En 2016, le programme AlphaGo de DeepMind (Google) bat pour la première fois un joueur professionnel au jeu traditionnel de Go. Une combinaison des différentes méthodes prenant en compte des parties disputées par des joueurs humains et d’apprentissage par renforcement uniquement basé sur l’expérience de la machine permet à AlphaGo de déduire les coups optimaux. La dernière version du programme baptisée AlphaGo Zero est parvenue à battre n’importe quel joueur humain, ainsi qu’AlphaGo lui-même, en ne connaissant que les règles du jeu.

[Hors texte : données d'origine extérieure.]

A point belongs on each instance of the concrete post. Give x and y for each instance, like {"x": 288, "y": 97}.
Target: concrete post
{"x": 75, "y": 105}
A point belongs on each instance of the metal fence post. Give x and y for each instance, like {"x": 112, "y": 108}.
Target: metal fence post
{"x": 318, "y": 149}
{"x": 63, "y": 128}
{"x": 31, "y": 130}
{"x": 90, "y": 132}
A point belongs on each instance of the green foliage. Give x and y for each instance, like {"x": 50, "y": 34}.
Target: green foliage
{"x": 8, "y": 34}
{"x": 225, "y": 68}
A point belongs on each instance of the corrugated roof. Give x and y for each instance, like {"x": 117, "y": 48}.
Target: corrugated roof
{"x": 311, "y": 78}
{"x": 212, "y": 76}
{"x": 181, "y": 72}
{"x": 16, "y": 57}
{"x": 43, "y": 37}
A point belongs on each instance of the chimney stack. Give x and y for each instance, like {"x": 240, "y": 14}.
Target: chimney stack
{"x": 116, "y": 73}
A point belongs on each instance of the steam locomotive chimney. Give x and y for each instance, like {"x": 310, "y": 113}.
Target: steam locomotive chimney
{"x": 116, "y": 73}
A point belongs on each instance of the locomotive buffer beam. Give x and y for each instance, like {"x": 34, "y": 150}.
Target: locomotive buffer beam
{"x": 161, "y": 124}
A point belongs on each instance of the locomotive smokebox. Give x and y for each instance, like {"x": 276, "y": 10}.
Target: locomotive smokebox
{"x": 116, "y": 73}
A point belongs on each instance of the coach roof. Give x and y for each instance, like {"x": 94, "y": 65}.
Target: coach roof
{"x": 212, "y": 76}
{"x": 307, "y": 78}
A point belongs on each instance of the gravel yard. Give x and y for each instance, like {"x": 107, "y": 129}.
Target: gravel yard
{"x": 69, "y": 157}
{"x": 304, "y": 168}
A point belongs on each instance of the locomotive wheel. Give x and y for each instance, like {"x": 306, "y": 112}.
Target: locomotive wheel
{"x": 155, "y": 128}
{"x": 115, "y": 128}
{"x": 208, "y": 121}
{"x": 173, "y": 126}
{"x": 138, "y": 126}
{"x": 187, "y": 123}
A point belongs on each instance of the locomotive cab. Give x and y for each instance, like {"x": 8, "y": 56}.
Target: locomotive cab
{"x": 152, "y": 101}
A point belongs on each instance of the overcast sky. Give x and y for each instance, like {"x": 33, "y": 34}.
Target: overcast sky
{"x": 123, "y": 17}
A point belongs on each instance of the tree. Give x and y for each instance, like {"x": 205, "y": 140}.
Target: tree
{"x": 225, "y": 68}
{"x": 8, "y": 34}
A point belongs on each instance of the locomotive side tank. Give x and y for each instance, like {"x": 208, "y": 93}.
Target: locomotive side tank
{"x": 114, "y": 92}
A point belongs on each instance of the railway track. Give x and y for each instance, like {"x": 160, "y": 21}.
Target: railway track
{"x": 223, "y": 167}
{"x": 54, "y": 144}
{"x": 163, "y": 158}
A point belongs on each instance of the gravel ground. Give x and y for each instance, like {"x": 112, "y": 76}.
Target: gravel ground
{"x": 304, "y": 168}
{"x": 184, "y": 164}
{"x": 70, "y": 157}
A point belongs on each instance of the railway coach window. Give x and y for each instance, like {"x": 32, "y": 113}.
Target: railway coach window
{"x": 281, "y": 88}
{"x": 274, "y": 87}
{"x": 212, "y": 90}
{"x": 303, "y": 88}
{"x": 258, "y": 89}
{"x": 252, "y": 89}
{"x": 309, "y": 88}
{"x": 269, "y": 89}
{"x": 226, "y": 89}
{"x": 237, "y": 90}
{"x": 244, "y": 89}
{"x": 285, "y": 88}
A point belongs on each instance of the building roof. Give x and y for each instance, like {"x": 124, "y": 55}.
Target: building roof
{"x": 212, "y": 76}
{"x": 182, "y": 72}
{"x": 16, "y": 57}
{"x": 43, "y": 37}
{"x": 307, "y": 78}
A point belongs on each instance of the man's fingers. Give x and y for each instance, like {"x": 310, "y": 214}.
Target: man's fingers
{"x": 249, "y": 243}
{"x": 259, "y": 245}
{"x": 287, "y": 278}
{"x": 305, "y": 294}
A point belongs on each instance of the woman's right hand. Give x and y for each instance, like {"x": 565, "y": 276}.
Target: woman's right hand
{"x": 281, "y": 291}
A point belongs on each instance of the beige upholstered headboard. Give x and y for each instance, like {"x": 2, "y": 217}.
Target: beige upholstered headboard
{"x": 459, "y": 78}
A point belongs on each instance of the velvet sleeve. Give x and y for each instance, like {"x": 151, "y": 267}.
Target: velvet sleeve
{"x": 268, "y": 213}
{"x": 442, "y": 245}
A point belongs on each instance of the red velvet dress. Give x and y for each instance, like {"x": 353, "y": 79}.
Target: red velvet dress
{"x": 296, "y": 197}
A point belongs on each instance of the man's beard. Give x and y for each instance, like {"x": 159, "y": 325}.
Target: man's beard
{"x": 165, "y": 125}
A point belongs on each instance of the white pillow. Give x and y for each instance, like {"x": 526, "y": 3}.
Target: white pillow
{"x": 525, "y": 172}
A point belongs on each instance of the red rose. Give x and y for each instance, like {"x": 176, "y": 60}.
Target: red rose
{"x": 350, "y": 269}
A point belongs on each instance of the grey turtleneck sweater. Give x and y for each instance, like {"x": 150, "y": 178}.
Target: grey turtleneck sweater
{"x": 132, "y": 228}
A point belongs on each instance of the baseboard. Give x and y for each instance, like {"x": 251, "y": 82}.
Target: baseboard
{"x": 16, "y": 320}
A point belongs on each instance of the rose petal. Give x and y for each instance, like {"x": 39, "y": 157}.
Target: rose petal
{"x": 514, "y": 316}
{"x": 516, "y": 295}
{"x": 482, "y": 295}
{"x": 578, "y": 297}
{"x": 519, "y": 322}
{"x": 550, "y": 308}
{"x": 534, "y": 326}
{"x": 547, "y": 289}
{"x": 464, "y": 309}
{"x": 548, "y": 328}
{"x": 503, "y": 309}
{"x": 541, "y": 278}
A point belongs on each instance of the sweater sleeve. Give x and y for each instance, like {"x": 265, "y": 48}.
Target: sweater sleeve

Les performances actuelles de l’apprentissage automatique sont certes considérables et dépassent dans certains cas les capacités humaines. Leurs perspectives demeurent cependant limitées car chaque réseau de neurones est dépendant du contexte dans et pour lequel il est développé. Il n’est à ce jour pas possible d’envisager de les transférer dans un environnement différent sans un important travail de ré-apprentissage supervisé par des humains. Pour cette raison, l’IA connexionniste actuelle est souvent qualifiée d’IA faible ou étroite, en opposition au projet hypothétique d’IA forte, qui ambitionne de modéliser toutes les facettes de l’intelligence, y compris la conscience et les émotions.
Par ailleurs, l’IA connexionniste est fréquemment associée à un enjeu de transparence. En effet, malgré l’efficacité de certains modèles prédictifs, la complexité des réseaux de neurones créent l’effet d’une boîte noire, caractéristique de l’apprentissage automatique. Même les concepteurs des algorithmes ne sont pas en mesure d’expliquer précisément les décisions de leurs programmes. Cet aspect est souvent présenté comme l’un des défis majeurs de l’IA contemporaine. Il est intéressant de souligner que l’enjeu de transparence concerne uniquement les prises de décision automatisées. En comparaison, les nombreuses décisions prises par les êtres humains au quotidien ne semblent pas concernées par cette injonction à la transparence. Pourtant, elles ne sont pas toujours explicables ni expliquées.
L’effet boîte noire ne remet cependant pas systématiquement en cause l’application de l’apprentissage automatique. L’impossibilité d’expliquer certains choix doit toutefois être prise en compte, en l’intégrant à des processus non automatisés. L’appréciation humaine demeure indispensable pour éviter des prises de décisions arbitraires.